O Papel das Mulheres na Ditadura Argentina: restituindo memórias

Entre 1976 e 1983, a sociedade argentina foi vítima de sombrios anos de uma Ditadura Militar engendrada pelos três ramos das Forças Armadas. Dentro desse contexto, grupos familiares inteiros foram despedaçados por conta de uma repressão clandestina empreendida pelo próprio Estado Militar, que resultou no desaparecimento de cerca de trinta mil argentinos, dos quais cerca de quinhentos eram crianças. Isto é, semear o terror havia se tornado um plano sistemático e institucional de Estado. Dentre as práticas terroristas empreendidas por esse regime, merece especial menção o sequestro de crianças e recém-nascidos, filhos de presos e desaparecidos políticos, que eram apropriados por seus algozes como espólios de guerra.

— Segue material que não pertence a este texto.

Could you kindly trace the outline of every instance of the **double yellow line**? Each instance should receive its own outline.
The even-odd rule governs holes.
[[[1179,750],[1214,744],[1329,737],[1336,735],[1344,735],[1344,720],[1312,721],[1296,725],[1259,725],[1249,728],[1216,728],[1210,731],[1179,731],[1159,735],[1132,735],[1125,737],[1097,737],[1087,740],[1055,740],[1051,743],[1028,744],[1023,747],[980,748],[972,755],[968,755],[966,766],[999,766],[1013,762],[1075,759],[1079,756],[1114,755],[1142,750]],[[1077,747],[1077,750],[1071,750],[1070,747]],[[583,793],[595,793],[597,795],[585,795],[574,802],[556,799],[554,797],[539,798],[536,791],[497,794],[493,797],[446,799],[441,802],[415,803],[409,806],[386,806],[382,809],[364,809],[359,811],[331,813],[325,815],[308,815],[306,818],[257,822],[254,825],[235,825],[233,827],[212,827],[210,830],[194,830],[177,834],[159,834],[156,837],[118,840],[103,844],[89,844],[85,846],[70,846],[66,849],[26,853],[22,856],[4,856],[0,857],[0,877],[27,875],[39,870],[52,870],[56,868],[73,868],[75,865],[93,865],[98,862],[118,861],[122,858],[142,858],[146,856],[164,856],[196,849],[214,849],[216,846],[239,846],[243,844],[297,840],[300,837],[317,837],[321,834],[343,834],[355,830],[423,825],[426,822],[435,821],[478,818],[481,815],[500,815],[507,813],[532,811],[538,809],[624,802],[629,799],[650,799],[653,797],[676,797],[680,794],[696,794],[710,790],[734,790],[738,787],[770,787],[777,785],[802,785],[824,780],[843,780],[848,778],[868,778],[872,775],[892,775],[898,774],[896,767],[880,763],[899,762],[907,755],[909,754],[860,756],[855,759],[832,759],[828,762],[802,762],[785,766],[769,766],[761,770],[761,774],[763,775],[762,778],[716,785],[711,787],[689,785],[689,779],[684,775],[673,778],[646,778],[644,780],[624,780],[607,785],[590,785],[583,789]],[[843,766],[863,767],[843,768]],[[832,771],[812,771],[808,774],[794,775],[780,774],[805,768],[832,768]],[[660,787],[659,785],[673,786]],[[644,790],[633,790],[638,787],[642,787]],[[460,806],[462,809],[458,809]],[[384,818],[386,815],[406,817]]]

Inserido na lógica da guerra contrarrevolucionária e vinculado ao maior estágio de uma dinâmica do Terrorismo de Estado (TDE), o sequestro e a tortura de crianças serviam a objetivos de: i) interrogar aquelas que já tivessem algum tipo de discernimento, buscando extrair alguma informação valiosa; ii) quebrar os silêncios dos pais a partir de chantagens e ameaças a seus filhos, bem também a partir da tortura ou até da morte; iii) beneficiar os comandos do regime com a apropriação e o apagamento identitário dessas crianças; iv) educar os menores com uma ideologia conservadora contrária à dos pais, inculcando neles “os sagrados valores civilizacionais do ‘Ocidente cristão e democrático’” (PADRÓS, 2007, pp. 144-146). Um dos exemplos que demonstram a institucionalidade dessas práticas foi um manual denominado Intrucciones sobre procedimiento a seguir com menores de edad, hijos de dirigentes politicos o gremiales, cuando sus progenitores se encuentran detenidos o desaparecidos, em que havia instruções formais para a doação de menores raptados de até quatro anos de idade para famílias ligadas à ideologia militar.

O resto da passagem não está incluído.